Monday, June 13, 2016

NAMED - end of the story


So, one week full-load flight with new recursor is finished.

Some results:
 - no software related problems except once we've experienced some kind of attack when DNS traffic tripled, according to maintenance team report that was attack to the authoritative servers.

Since they reside on the same hardware with recursors that caused significant system degradation, supposedly, because of named was killing both CPU's.
Unfortunately no real debugging and analyzing is possible now.
 - CPU load reaches 25-30% in peak time, and powerdns as able to use both CPU cores without proccess blocking

Some setup details:s one cache, but with all logic put to two scripts - nxdomain and preresolve. Some auth functions related to different answers to different internal networks are put in preresolve scipt.

Local domains and RFC 1918 (grey) networks are forwarded to auth directly as root servers have no idea about their delegation (actually, they are site-specific zones), some black-listed zones are also processed in the preresolve.
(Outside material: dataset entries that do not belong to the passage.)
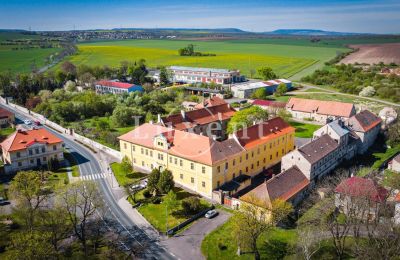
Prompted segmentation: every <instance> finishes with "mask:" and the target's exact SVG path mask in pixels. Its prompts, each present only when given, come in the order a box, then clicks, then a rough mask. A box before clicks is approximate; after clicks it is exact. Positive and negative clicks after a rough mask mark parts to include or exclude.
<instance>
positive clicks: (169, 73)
mask: <svg viewBox="0 0 400 260" xmlns="http://www.w3.org/2000/svg"><path fill="white" fill-rule="evenodd" d="M169 79H170V73H169V72H168V70H167V69H166V68H165V67H161V68H160V85H161V86H166V85H168V84H169Z"/></svg>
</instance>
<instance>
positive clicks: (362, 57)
mask: <svg viewBox="0 0 400 260" xmlns="http://www.w3.org/2000/svg"><path fill="white" fill-rule="evenodd" d="M349 47H350V48H353V49H359V50H358V51H356V52H354V53H352V54H350V55H349V56H347V57H346V58H344V59H343V60H342V61H341V63H345V64H350V63H356V62H358V63H367V64H376V63H379V62H384V63H385V64H389V63H392V62H394V63H397V64H400V43H385V44H357V45H350V46H349Z"/></svg>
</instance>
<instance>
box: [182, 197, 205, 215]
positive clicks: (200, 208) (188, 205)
mask: <svg viewBox="0 0 400 260" xmlns="http://www.w3.org/2000/svg"><path fill="white" fill-rule="evenodd" d="M182 209H183V213H184V214H185V215H187V216H188V215H193V214H196V213H198V212H199V211H200V210H201V204H200V199H199V198H197V197H189V198H186V199H184V200H183V201H182Z"/></svg>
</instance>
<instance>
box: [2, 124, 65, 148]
mask: <svg viewBox="0 0 400 260" xmlns="http://www.w3.org/2000/svg"><path fill="white" fill-rule="evenodd" d="M62 142H63V141H62V140H61V139H60V138H58V137H56V136H55V135H53V134H51V133H50V132H48V131H47V130H46V129H44V128H41V129H33V130H18V131H16V132H15V133H13V134H12V135H10V136H9V137H8V138H7V139H6V140H4V141H3V142H2V143H1V144H0V146H1V148H2V150H3V152H4V151H5V152H13V151H18V150H24V149H26V148H28V147H29V146H31V145H33V144H35V143H42V144H57V143H62Z"/></svg>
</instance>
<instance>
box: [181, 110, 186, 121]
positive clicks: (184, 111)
mask: <svg viewBox="0 0 400 260" xmlns="http://www.w3.org/2000/svg"><path fill="white" fill-rule="evenodd" d="M181 115H182V118H183V119H186V117H185V110H181Z"/></svg>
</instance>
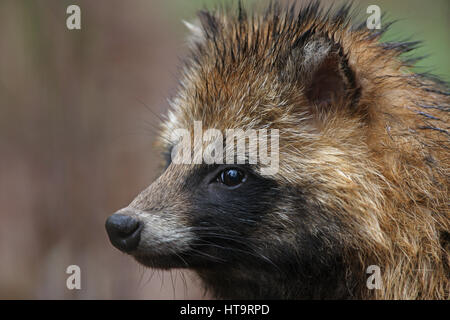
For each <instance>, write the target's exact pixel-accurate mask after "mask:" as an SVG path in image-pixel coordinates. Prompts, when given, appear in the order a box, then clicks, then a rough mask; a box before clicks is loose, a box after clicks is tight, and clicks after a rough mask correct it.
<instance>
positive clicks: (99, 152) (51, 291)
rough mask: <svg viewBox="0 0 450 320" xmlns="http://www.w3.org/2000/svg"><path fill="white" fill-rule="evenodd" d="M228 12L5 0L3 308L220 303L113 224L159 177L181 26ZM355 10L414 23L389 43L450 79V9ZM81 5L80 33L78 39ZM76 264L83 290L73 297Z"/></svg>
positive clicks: (404, 3) (192, 7) (395, 32)
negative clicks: (21, 299) (71, 14)
mask: <svg viewBox="0 0 450 320" xmlns="http://www.w3.org/2000/svg"><path fill="white" fill-rule="evenodd" d="M217 2H219V1H205V0H190V1H185V0H170V1H163V0H152V1H148V0H147V1H145V0H129V1H122V0H96V1H92V0H85V1H75V0H73V1H65V0H46V1H37V0H35V1H33V0H1V1H0V48H1V50H0V70H1V72H0V298H3V299H11V298H31V299H33V298H37V299H45V298H54V299H64V298H67V299H78V298H84V299H91V298H100V299H107V298H115V299H120V298H138V299H139V298H146V299H158V298H168V299H171V298H202V297H206V298H207V296H203V291H202V290H201V289H199V286H198V283H197V280H196V279H195V277H193V276H192V275H191V274H189V273H186V272H184V273H180V272H179V271H173V272H172V273H167V272H165V273H163V272H160V271H156V272H155V271H154V270H148V269H144V268H142V267H140V266H139V265H138V264H137V263H135V262H134V261H132V259H130V258H129V257H128V256H126V255H124V254H121V253H120V252H119V251H118V250H116V249H114V248H113V247H112V246H111V245H110V244H109V241H108V239H107V235H106V233H105V231H104V221H105V219H106V217H107V216H108V215H110V214H111V213H113V212H115V211H116V210H118V209H119V208H122V207H124V206H126V205H127V204H128V203H129V202H130V201H131V200H132V199H133V197H134V196H135V195H137V194H138V193H139V191H141V190H142V189H143V188H145V187H146V186H147V185H149V184H150V183H151V182H152V180H153V179H155V178H156V177H157V176H158V174H159V172H160V171H159V166H158V161H159V157H158V156H159V155H157V154H155V152H154V149H153V148H152V144H153V142H154V137H155V130H156V128H157V126H158V124H159V121H160V120H159V118H158V116H157V115H159V114H163V113H164V112H165V110H166V109H167V106H168V104H167V102H166V98H167V97H170V96H171V95H172V94H173V93H174V90H175V89H176V85H177V74H178V67H179V58H180V57H183V55H184V54H185V53H186V51H187V45H186V41H185V38H186V36H187V30H185V27H184V25H183V24H182V22H181V20H182V19H184V20H190V19H193V18H194V17H195V12H196V11H197V10H198V9H202V8H204V7H212V6H214V4H215V3H217ZM224 2H225V3H227V2H233V1H223V0H221V1H220V3H224ZM247 2H248V1H244V3H247ZM251 2H258V5H259V4H261V6H262V3H263V2H265V1H251ZM283 2H287V1H283ZM299 2H301V1H299ZM324 2H332V1H324ZM333 2H334V1H333ZM354 2H355V4H356V5H358V6H359V7H360V8H361V9H362V13H363V14H364V11H365V8H366V7H367V5H368V4H377V5H379V6H380V8H381V9H382V10H383V11H386V12H387V13H388V16H387V18H388V19H401V20H400V21H399V22H398V23H396V24H395V25H394V27H393V28H392V30H391V31H390V32H389V33H388V34H387V35H386V37H387V39H405V38H408V37H410V38H412V39H414V40H417V39H419V40H423V41H424V45H423V47H422V48H420V49H419V50H417V52H416V53H415V54H417V55H423V54H430V56H429V57H428V58H426V59H425V60H423V61H422V62H420V64H419V68H418V70H419V71H421V72H422V71H427V70H432V71H433V72H434V73H435V74H437V75H439V76H441V77H442V78H443V79H445V80H447V81H448V80H450V63H449V59H448V52H449V51H450V39H449V36H448V30H450V28H449V27H450V15H449V13H450V11H449V10H450V1H448V0H433V1H429V2H425V1H419V0H402V1H399V0H396V1H394V0H392V1H387V0H383V1H354ZM69 4H78V5H79V6H80V7H81V24H82V29H81V30H77V31H75V30H74V31H70V30H67V28H66V18H67V14H66V8H67V6H68V5H69ZM383 23H384V21H382V24H383ZM71 264H76V265H79V266H80V267H81V271H82V289H81V290H73V291H70V290H68V289H67V288H66V278H67V276H68V275H67V274H66V273H65V270H66V268H67V266H69V265H71Z"/></svg>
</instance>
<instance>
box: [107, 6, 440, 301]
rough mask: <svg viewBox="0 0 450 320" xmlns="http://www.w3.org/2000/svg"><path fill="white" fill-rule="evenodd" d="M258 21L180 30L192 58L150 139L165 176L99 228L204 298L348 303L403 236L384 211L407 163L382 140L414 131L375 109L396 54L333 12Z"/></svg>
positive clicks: (241, 17)
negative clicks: (204, 296) (174, 272)
mask: <svg viewBox="0 0 450 320" xmlns="http://www.w3.org/2000/svg"><path fill="white" fill-rule="evenodd" d="M271 10H273V11H270V10H269V12H270V14H268V15H265V16H258V15H256V16H254V17H253V18H248V17H246V15H244V14H243V12H241V11H240V14H239V15H238V16H226V15H223V16H221V15H219V16H214V15H212V14H209V13H201V14H200V16H199V18H200V22H201V26H199V27H197V26H194V25H189V27H190V28H191V29H193V32H194V37H193V39H192V52H191V55H190V56H189V58H188V59H187V62H186V65H185V68H184V72H183V76H182V79H181V82H180V88H179V91H178V94H177V95H176V97H175V98H174V99H173V100H172V101H171V109H170V110H169V113H168V117H167V121H166V122H165V123H163V126H162V130H161V139H160V146H161V147H162V149H163V151H164V152H165V153H166V154H170V155H171V156H170V157H168V159H167V160H168V161H167V163H166V169H165V170H164V172H163V173H162V175H161V176H160V177H159V178H158V179H157V180H156V181H155V182H153V183H152V184H151V185H150V186H149V187H148V188H147V189H146V190H144V191H143V192H142V193H141V194H139V195H138V196H137V197H136V199H134V200H133V201H132V202H131V203H130V205H129V206H127V207H126V208H124V209H122V210H120V211H118V212H117V213H116V214H114V215H112V216H111V217H110V218H109V219H108V220H107V223H106V228H107V231H108V234H109V237H110V239H111V241H112V243H113V245H114V246H116V247H117V248H118V249H120V250H122V251H124V252H127V253H129V254H131V255H132V256H133V257H134V258H135V259H136V260H137V261H139V262H140V263H142V264H144V265H146V266H149V267H154V268H163V269H170V268H191V269H194V270H196V271H197V273H198V274H199V275H200V277H201V278H202V279H203V280H204V283H205V285H206V286H207V287H210V288H212V290H213V291H214V293H215V294H216V296H218V297H232V298H237V297H241V298H250V297H255V298H279V297H284V298H295V297H301V298H308V297H312V298H324V297H333V298H342V297H352V296H358V297H361V296H364V295H363V294H356V292H361V290H363V289H361V288H363V287H364V286H365V279H364V277H365V273H364V270H365V267H367V266H368V265H369V264H371V263H370V262H373V261H374V260H375V261H379V259H380V257H382V256H384V257H385V260H383V261H390V260H389V259H392V257H394V256H396V254H397V253H398V255H399V256H401V255H402V253H403V252H405V251H404V248H400V247H398V248H397V247H395V245H394V244H395V242H393V241H392V239H391V238H392V237H391V236H392V235H391V236H389V232H388V231H387V230H389V228H391V226H392V225H393V224H395V225H407V224H406V223H405V224H403V223H400V222H399V221H406V220H403V219H405V217H406V216H404V215H397V213H398V212H399V211H400V212H403V211H404V210H406V209H405V208H406V207H407V206H409V205H410V204H411V203H412V202H411V201H408V200H407V199H406V198H405V194H408V196H410V197H412V195H413V194H415V192H416V191H417V190H415V189H413V188H412V187H411V185H412V184H411V183H409V184H404V183H403V181H400V180H398V179H397V178H396V177H395V175H401V174H404V173H405V174H406V173H408V174H409V171H408V170H409V169H408V170H404V168H407V167H408V166H407V165H406V166H404V163H405V161H409V160H408V159H413V158H415V157H416V156H415V154H414V155H413V153H414V152H415V151H411V149H401V148H403V147H404V146H405V144H404V143H403V144H401V146H400V145H399V142H402V141H399V140H395V139H399V138H398V137H404V133H405V132H410V131H408V130H409V127H408V125H406V124H405V123H407V122H408V121H410V123H411V124H412V123H414V121H415V120H414V119H412V120H411V119H410V114H407V111H405V109H402V108H397V107H396V108H393V107H392V101H390V100H386V97H387V96H391V97H392V98H393V99H394V100H395V101H396V103H400V102H401V101H406V100H405V99H407V98H409V95H405V93H406V92H414V94H417V91H416V90H412V89H411V90H410V91H408V90H409V89H408V86H409V85H410V84H409V83H407V82H405V83H403V82H399V83H396V84H395V85H396V86H395V87H394V89H391V87H389V81H394V80H392V79H393V78H395V77H393V76H392V74H397V75H398V76H397V78H398V79H401V74H402V73H401V72H402V71H401V70H402V64H401V63H400V61H398V60H396V59H394V58H395V57H396V54H398V53H396V54H394V53H393V52H390V51H385V50H386V49H385V48H384V47H382V46H377V45H376V40H377V38H376V36H373V35H371V34H368V32H367V31H358V30H351V29H350V27H349V25H348V22H346V21H347V20H346V14H347V12H348V10H349V8H348V7H344V8H343V9H342V10H340V11H338V13H337V14H336V16H322V15H321V13H320V11H319V10H318V8H317V7H314V5H313V6H309V7H306V8H305V9H303V10H302V11H301V12H300V13H299V15H298V17H294V16H293V13H292V12H291V11H287V12H286V13H285V14H284V15H283V14H280V13H279V12H278V11H277V10H278V9H271ZM368 48H369V49H370V50H368ZM386 55H387V56H388V57H387V58H386ZM371 62H374V63H375V66H376V64H377V63H378V64H379V65H378V67H373V64H371ZM380 66H381V67H380ZM380 79H381V80H380ZM395 81H397V80H395ZM402 86H404V87H402ZM399 88H400V89H399ZM419 98H422V97H419V95H417V96H416V98H415V99H419ZM404 103H406V104H408V102H404ZM408 112H409V111H408ZM387 115H388V116H387ZM398 117H403V121H404V123H402V122H399V123H394V122H393V121H392V119H395V118H398ZM199 124H200V125H199ZM386 128H388V130H387V129H386ZM211 129H212V131H211ZM180 130H181V131H182V132H183V134H182V135H181V136H180V134H175V133H179V132H180ZM228 130H241V131H242V132H243V133H244V134H243V137H242V136H241V138H242V139H241V140H239V137H237V143H236V144H235V137H234V136H231V138H229V135H228V133H227V132H228ZM260 130H263V131H260ZM269 132H270V133H271V134H272V133H274V132H276V133H277V134H276V137H277V138H276V139H266V138H268V137H267V136H266V133H267V134H269ZM394 133H396V134H398V135H397V137H396V138H393V134H394ZM199 134H200V136H201V137H200V138H198V135H199ZM269 136H270V135H269ZM423 138H424V139H425V136H424V137H423ZM426 138H427V139H428V137H426ZM402 139H403V138H402ZM269 140H270V142H269ZM239 141H241V142H242V141H243V145H244V147H242V148H241V147H239ZM418 141H419V140H417V138H416V137H415V136H414V137H411V139H410V140H408V143H410V145H416V144H417V143H419V142H418ZM246 142H248V143H246ZM252 143H253V147H252ZM241 146H242V145H241ZM247 147H248V148H247ZM255 150H257V151H255ZM262 150H263V151H265V152H263V153H261V151H262ZM386 150H397V152H400V151H398V150H401V152H403V153H402V155H401V156H399V157H398V158H396V157H397V154H395V153H388V152H387V151H386ZM269 154H270V157H267V155H269ZM264 155H266V156H265V157H264ZM253 156H254V157H253ZM394 158H395V159H394ZM180 159H181V160H180ZM255 159H256V161H255ZM185 160H187V161H185ZM267 160H268V161H267ZM274 164H276V166H274ZM268 168H269V169H271V170H268V171H267V169H268ZM274 168H275V169H276V170H272V169H274ZM417 168H418V166H417ZM419 171H420V170H419ZM419 171H417V172H419ZM402 172H403V173H402ZM393 177H394V178H393ZM423 177H424V178H423V179H424V180H426V179H429V178H428V177H426V178H425V175H424V176H423ZM389 179H391V181H388V180H389ZM406 179H407V178H406ZM408 188H409V189H408ZM405 190H409V191H408V192H406V191H405ZM420 192H421V191H420ZM405 199H406V200H405ZM402 201H403V204H401V203H402ZM436 203H438V201H436ZM419 209H420V208H419ZM419 209H418V208H417V207H414V208H412V209H410V210H411V212H415V214H417V215H419V216H420V215H421V214H422V213H421V211H420V210H419ZM438 210H439V209H438ZM393 216H395V219H392V217H393ZM425 220H426V219H425ZM425 220H424V221H425ZM416 221H418V219H417V220H416ZM428 225H429V224H427V223H426V222H424V228H425V226H428ZM399 228H400V227H399ZM404 234H405V235H406V234H408V233H407V232H405V233H404ZM437 237H439V235H437ZM403 240H405V239H403ZM403 240H401V241H403ZM398 241H400V240H398ZM401 241H400V242H401ZM405 241H406V242H405V243H407V242H408V241H409V240H405ZM400 242H399V243H400ZM393 252H394V253H393ZM395 259H397V258H395ZM395 259H392V260H395ZM398 259H399V260H397V263H400V264H401V263H402V262H398V261H403V262H404V261H409V260H402V259H401V258H398ZM366 264H367V265H366ZM391 270H395V268H392V269H391ZM392 272H393V273H392V274H394V273H395V272H394V271H392ZM392 277H393V278H394V277H395V276H394V275H392ZM236 286H241V287H242V290H241V293H239V294H240V295H238V293H236V292H235V288H236ZM399 288H400V287H399ZM398 292H402V289H398Z"/></svg>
Scripts are in  c-perl-like LUA language, pretty simple and easy to underastnd language. According to tests even complicated lookups in LUA are much more fast end effective then doing real lookups (blacklisted zone).

Problems: they alwayas are. The only problem that most recent version of the pdns-recursor doesn't do round-robin DNS balancing correctly causing overloading of some servers. Previous version worked fine, and we left it in the production for now.

The other thing, pdn-recursor also trims UDP and we cannot answer 40-50 server pools with it, BUT because of preresolve section we don't need it anymore as the problematic pool with ~50 servers is divided to 6 networks and in LUA we can answer only those servers which are supposed to serve that network segment, in comparison, BIND allowed only to do site-specific sorting of the pools, returning some servers first in the pool, but anyway all the pool was in the answer.


Overall: pdns-recursor is really nice upgrade, very low memory requerements, simple and efficient. Highly recomended for high recursor loads (5-20Kps of DNS traffic)